First crucial point which this post is missing: the first (intuitively wrong) net reconstructed represents the probabilities using 9 parameters (i.e. the nine rows of the various truth tables), whereas the second (intuitively right) represents the probabilities using 8. That means the second model uses fewer bits; the distribution is more compressed by the model. So the “true” network is favored even before we get into interventions.
Is this always going to be the case? I feel like the answer is “not always”, but I have no empirical data or theoretical argument here.
I’ve tried this before experimentally—i.e. code up a gaussian distribution with a graph structure, then check how well different graph structures compress the distribution. Modulo equivalent graph structures (e.g. A → B → C vs A ← B ← C vs A ← B → C), the true structure is pretty consistently favored.
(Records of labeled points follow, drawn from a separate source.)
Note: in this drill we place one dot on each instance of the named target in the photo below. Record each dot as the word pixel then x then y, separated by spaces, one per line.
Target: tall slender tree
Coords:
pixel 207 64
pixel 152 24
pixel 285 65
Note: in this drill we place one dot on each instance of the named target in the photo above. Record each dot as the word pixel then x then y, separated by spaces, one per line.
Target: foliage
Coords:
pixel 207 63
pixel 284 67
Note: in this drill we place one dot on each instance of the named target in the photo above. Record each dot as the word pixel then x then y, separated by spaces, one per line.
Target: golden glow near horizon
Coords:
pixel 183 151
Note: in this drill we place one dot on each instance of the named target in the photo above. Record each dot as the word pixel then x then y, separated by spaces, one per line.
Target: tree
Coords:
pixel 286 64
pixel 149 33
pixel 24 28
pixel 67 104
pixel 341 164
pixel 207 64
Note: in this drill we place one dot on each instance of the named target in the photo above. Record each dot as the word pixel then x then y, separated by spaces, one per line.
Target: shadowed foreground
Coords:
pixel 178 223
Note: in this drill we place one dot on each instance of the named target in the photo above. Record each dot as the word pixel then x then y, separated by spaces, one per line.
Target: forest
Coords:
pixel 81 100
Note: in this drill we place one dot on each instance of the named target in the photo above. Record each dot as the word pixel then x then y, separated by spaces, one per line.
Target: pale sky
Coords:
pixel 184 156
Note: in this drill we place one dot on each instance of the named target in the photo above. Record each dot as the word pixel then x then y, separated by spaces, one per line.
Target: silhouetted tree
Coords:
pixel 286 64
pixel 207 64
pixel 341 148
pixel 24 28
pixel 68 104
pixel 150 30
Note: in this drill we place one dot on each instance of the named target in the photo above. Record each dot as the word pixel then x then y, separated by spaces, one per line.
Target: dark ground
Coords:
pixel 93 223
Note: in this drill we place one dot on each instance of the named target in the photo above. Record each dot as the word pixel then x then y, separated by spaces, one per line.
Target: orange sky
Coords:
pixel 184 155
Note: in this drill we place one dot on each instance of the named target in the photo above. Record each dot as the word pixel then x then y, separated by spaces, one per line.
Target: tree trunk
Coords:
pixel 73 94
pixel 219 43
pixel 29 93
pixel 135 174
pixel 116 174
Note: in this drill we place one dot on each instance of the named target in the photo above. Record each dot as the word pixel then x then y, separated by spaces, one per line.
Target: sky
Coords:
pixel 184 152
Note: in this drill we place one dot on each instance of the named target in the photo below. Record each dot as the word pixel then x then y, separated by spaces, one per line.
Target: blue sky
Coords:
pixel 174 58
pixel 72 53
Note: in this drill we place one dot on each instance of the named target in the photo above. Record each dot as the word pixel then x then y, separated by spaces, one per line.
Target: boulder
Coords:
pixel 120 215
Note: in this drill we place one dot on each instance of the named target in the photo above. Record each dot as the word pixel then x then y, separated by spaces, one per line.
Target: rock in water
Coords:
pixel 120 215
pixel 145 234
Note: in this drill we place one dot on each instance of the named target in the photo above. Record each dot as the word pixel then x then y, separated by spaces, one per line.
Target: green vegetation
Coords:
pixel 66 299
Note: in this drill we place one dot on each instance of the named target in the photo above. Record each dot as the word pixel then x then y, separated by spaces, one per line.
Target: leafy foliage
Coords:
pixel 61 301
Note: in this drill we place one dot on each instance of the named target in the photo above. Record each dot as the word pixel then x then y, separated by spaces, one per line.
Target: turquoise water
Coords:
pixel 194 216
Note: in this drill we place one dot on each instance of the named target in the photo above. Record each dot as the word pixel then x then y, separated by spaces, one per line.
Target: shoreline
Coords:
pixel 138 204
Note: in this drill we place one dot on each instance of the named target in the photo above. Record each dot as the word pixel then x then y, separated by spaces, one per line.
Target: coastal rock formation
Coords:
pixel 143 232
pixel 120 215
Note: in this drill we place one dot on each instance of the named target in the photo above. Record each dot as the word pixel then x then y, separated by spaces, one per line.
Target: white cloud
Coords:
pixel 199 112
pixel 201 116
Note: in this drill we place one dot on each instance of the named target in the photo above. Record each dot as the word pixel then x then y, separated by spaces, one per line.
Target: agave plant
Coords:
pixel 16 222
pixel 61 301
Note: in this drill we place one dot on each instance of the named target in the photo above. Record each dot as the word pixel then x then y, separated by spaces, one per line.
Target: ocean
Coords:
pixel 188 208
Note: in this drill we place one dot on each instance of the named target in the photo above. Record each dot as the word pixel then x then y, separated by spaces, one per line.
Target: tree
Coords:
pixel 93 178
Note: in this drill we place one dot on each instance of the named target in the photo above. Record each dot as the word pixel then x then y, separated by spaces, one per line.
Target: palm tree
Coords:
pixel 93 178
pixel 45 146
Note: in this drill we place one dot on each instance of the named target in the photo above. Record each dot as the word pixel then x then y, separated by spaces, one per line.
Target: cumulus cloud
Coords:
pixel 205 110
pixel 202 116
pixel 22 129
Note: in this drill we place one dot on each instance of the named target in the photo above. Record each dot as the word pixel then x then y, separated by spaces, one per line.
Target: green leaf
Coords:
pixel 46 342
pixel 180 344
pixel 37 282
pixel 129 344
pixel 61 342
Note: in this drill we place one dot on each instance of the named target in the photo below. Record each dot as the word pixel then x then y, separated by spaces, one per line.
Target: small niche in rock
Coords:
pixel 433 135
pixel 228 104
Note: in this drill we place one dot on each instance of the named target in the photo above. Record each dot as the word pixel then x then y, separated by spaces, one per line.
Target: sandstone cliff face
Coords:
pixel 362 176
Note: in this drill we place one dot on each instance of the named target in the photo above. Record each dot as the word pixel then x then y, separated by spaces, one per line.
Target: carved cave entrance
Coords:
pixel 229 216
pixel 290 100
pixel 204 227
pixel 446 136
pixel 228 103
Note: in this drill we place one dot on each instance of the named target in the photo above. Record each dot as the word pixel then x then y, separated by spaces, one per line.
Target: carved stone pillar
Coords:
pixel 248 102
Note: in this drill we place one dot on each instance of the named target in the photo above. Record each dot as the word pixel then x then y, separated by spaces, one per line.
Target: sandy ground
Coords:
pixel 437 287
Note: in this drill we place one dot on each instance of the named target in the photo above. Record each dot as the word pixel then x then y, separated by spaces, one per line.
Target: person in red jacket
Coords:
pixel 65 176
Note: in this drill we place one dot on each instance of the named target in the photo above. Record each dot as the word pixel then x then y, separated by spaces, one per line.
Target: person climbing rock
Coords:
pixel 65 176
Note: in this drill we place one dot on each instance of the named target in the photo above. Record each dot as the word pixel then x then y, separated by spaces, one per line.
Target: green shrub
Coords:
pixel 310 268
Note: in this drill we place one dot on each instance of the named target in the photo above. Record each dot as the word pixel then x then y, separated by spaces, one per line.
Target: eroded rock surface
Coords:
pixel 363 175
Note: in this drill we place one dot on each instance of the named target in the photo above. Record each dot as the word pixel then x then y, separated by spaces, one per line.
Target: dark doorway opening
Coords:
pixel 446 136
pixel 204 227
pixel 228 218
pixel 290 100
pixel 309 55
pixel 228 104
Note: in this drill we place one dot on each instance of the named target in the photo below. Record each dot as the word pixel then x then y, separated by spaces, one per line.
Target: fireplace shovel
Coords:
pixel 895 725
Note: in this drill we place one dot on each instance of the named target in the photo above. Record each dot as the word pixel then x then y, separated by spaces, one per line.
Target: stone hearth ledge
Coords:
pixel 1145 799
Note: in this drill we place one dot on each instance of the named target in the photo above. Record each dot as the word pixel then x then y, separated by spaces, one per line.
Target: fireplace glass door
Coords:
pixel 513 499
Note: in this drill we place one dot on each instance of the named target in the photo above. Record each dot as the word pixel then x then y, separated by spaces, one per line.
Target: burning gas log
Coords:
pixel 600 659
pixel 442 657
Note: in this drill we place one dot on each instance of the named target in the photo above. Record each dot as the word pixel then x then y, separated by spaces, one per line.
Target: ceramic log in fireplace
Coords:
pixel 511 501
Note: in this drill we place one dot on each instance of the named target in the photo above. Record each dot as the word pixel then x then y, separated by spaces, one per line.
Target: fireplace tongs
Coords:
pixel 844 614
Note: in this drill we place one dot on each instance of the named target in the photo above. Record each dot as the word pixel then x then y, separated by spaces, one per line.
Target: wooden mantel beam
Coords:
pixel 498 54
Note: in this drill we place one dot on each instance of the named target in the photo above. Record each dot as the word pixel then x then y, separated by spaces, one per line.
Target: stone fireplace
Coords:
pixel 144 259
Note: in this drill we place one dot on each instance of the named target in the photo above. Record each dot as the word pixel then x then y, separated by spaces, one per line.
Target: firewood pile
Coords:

I don’t think this is much better than just linking up variables to each other if they are strongly correlated (at least in ways not explained by existing links)?
Just that does usually work pretty well for (at least a rough estimate of) the undirected graph structure, but then you don’t know the directions of any arrows.
I think this approach only gets the direction of the arrows from two structures, which I’ll call colliders and instrumental variables (because that’s what they are usually called).
Colliders are the case of A → B ← C, which in terms of correlations shows up as A and B being correlated, B and C being correlated, and A and C being independent. This is a distinct pattern of correlations from the A → B → C or A ← B → C structures where all three could be correlated, so it is possible for this method to distinguish the structures (well, sometimes not, but that’s tangential to my point).
Instrumental variables are the case of A → B → C, where A → B is known but the direction of B—C is unknown. In that case, the fact that C correlates with A suggests that B → C rather than B ← C.
I think the main advantage larger causal networks give you is that they give you more opportunities to apply these structures?
But I see two issues with them. First, they don’t see to work very well in nondeterministic cases. They both rely on the correlation between A and C, and they both need to distinguish whether that correlation is 0 or ab⋅bc (where ab and bc refer to the effects A—B and B—C) respectively. If the effects in your causal network are of order e, then you are basically trying to distinguish something of order 0 from something of order e2, which is likely going to be hard if e is small. (The smaller of a difference you are trying to detect, the more affected you are going to be by model misspecification, unobserved confounders, measurement error, etc..) This is not a problem in Zack’s case because his effects are near-deterministic, but it would be a problem in other cases. (I in particularly have various social science applications in mind.)
Secondly, Zack’s example had an advantage that multiple root causes of wet sidewalks were measured. This gave him a collider to kick off the inference process. (Though I actually suspect this to be unrealistic—wouldn’t you be less likely to turn on the sprinkler if it’s raining? But that relationship would be much less deterministic, so I suspect that’s OK in this case where it’s less deterministic.) But this seems very much like a luxury that often doesn’t occur in the practical cases where I’ve seen people attempt to apply this. (Again various social science applications.)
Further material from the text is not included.